Fianna Fáil’s spokesperson on Social Protection, Willie O’Dea has said that if elected to power the party would institute a review of the pension age as it has to be sustainable.
People who want to work beyond the age of 65 should be able to do so, he told RTÉ Radio’s Morning Ireland, and there should no longer be a requirement for people to sign on after the age of 65, before the pension commences.
However, the Minister for Social Protection Regina Doherty pointed out that in 2007 Fianna Fáil had carried out a review of the fund that pays pensions.
There are now more pensioners than workers, she said. “There is a pension time bomb.”
There is a plan in place for the retirement age to rise to 67 within a year and then to the age of 68 “because we need to ensure sustainability.”

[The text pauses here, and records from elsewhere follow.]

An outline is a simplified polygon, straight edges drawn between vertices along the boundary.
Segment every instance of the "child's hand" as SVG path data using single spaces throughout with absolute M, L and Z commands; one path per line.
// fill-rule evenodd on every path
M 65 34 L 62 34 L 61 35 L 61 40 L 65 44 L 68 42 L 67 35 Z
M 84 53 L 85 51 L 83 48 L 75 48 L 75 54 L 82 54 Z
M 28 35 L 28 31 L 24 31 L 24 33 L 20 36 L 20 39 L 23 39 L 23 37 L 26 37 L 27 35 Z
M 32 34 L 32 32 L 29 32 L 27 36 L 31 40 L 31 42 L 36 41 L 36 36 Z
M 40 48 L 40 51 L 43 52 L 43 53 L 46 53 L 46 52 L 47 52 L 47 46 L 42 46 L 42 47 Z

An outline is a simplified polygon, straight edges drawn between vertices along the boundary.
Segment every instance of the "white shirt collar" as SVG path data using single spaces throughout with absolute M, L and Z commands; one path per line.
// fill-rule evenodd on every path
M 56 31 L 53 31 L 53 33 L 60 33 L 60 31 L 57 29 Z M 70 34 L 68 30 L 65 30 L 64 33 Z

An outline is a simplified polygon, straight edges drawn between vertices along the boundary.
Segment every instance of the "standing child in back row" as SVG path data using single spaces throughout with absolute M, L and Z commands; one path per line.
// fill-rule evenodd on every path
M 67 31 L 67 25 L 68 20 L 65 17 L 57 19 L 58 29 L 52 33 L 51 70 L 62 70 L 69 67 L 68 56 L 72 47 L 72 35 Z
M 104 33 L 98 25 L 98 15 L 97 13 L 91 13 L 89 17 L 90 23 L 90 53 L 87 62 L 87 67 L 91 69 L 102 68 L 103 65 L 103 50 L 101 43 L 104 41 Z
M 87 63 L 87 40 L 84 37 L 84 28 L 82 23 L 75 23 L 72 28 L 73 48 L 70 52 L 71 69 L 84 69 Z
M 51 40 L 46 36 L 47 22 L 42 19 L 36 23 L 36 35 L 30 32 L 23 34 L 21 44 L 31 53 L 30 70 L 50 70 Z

Ms Doherty said she plans to introduce a transition payment so that people aged 65 who are forced to retire would not be required to sign on until the pension kicks in.
“I agree that it’s not fair to have to go on the dole.”

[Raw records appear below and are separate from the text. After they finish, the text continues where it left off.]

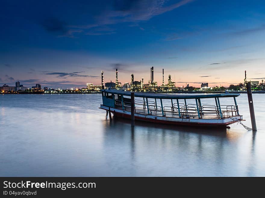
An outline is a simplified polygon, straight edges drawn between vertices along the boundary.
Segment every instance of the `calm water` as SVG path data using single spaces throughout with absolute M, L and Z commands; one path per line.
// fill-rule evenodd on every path
M 265 95 L 253 98 L 256 133 L 136 121 L 132 131 L 110 122 L 100 94 L 1 95 L 0 176 L 264 176 Z M 237 98 L 251 127 L 247 100 Z

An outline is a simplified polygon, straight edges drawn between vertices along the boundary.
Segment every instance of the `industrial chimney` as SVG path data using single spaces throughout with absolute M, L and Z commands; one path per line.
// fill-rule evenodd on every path
M 152 67 L 152 82 L 154 82 L 154 67 Z
M 116 69 L 116 83 L 115 84 L 115 86 L 116 87 L 116 88 L 117 87 L 119 86 L 119 82 L 118 81 L 118 69 Z
M 104 85 L 103 83 L 104 83 L 104 79 L 103 78 L 103 73 L 104 73 L 104 71 L 101 71 L 101 86 L 102 86 L 102 89 L 104 89 Z
M 163 80 L 162 81 L 162 83 L 163 83 L 162 84 L 162 85 L 163 85 L 163 86 L 164 86 L 164 83 L 165 83 L 165 81 L 164 81 L 164 68 L 163 68 L 162 71 L 162 71 L 162 73 L 163 74 Z

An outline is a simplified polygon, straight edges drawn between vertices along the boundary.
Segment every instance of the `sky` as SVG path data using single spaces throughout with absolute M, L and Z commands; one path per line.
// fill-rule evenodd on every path
M 265 79 L 264 0 L 2 1 L 0 86 Z

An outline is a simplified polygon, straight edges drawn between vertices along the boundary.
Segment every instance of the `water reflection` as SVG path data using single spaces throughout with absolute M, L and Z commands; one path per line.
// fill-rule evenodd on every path
M 100 94 L 0 97 L 0 176 L 265 176 L 262 108 L 256 133 L 138 121 L 132 128 L 110 121 Z M 246 99 L 238 101 L 249 126 Z M 17 115 L 23 121 L 11 124 Z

The Minister said she thought the Fianna Fáil proposal that people should not have to retire at 65 could be unconstitutional because they might have signed a contract accepting the retirement age of 65.
The government could not control the private sector, but it could control the public sector where people are allowed to work up to the age of 70 if they wish, she said.
Mr O’Dea said he was concerned about people who have to retire at the age of 65 because they did heavy work. People should be allowed to work beyond 65 if they want, but there should be no requirement to sign on before the pension commences.
“We will institute a review to look at the implications.”